Jupe went into the pantry, a square little room that opened off the kitchen. It had floor-to-ceiling shelves where Burnside kept packages of chocolate and canisters of flour and sugar, tins of caviar and jars of olives.

Jupe had to swing the door half shut to get at the chocolate cake. As he reached for the knife that Burnside had left on the cake plate, his foot touched something soft.

He looked down and saw a plastic sack that had been shoved behind the door. It was a pink sack with brilliant purple lettering on it. A sack from Becket’s Department Store.

For a second Jupe just stared at the bag. So Harry Burnside has been at Becket’s, he thought. Well, why not? Why shouldn’t the caterer go into the department store to pick up something he needed — a new shirt perhaps, or a pair of shoes. What if Ariago did manage a Becket store for Jeremy Pilcher? That didn’t mean Burnside and Ariago had business together.

But in his mind’s eye Jupe saw Ariago hurrying away from Mrs. Pilcher’s house. He kept coming back to that memory. Where had Ariago been while Jupe and Mrs. Pilcher talked? Had he been hiding somewhere, listening?

Hiding! There was no other word for it. If Ariago had just been a casual visitor, he would have been in the living room. Jupe would have seen him. But he had hidden. Why?

And could Harry Burnside be involved with him? Could the good-natured caterer have had a part in Pilcher’s abduction? It was an outside chance. True, Burnside’s name was not on the list in Pilcher’s computer, but that meant only that Pilcher didn’t know Burnside well enough to have him investigated. It did not mean Burnside wasn’t interested in Pilcher. He might have a relative whom Pilcher had wronged. Or he might know something about the bloodstained bishop and the mysterious diary. Or Ariago might have bribed him. Burnside needed money; he might have been willing to take a bribe.

There was something blue at the top of the plastic sack. Jupe bent and touched it. It was a Windbreaker. The sack fell sideways and the Windbreaker tumbled out. Under the Windbreaker was a folded newspaper. Jupe did not touch this; he just stared at it.

Bits had been cut from the paper. Words! Someone had cut words from the headlines on the front page!

MAYOR OF TOKYO

TO HUNTINGTON HARBOR

BRINGS GREETINGS TO SISTER CITY

That was one headline, and mentally Jupe supplied the word that had been cut out. It was “comes.” It was the second word in the note from the kidnapper.
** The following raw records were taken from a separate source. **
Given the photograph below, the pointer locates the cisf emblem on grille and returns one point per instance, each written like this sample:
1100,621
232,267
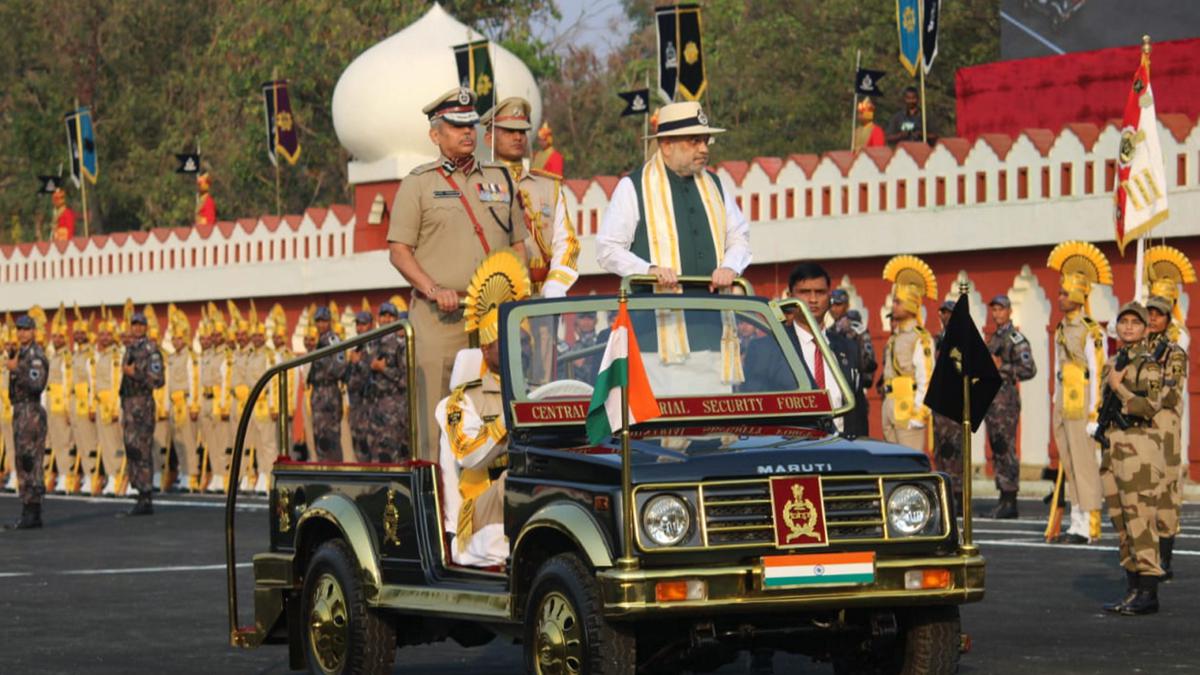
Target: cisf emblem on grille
797,511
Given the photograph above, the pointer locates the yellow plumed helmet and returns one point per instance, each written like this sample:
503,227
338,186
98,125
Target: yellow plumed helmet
912,279
1081,264
1167,269
502,278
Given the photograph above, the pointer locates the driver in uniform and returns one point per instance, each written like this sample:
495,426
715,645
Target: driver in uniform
474,440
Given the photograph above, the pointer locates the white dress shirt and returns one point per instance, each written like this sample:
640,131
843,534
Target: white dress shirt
809,352
619,223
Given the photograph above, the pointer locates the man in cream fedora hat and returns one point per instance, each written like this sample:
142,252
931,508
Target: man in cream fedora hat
672,216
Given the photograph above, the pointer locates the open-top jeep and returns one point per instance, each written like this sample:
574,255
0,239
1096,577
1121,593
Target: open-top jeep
737,519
“Hey, Jupe!” Burnside called from the kitchen. “You going to take all day cutting that cake?”

Jupe jumped. He stuffed the Windbreaker back into the sack and propped the sack against the wall. Hastily he hacked three slices from the cake, put the slices on a paper plate, and carried the plate to the kitchen.

“I didn’t cut any for you,” he told Burnside.

“Thanks,” said Burnside. “My good resolutions don’t last long without lots of reinforcement.”

Bob and Pete took their cake. Jupe pulled a stool from under a counter and sat down to eat his.

“So how are you guys doing with the heiress?” asked Burnside. “You got any leads yet? Is she going to get her father back?”

“She’s going to try, but it’s an uphill job,” said Jupe. “The kidnapper wants a thing called the bishop’s book as ransom, and Marilyn doesn’t know what that means.”

Bob and Pete stopped eating for a second. Pete drew a breath as if to say, “But we do know.”

He didn’t say it. Instead he said, “I’ll bet we’ve looked at about seven billion books.”

“And a few tons of old papers,” Bob put in. “Mr. Pilcher sure glommed onto stuff and never let go.”

Burnside chuckled. “I’ll bet most of it isn’t worth a darn,” he said.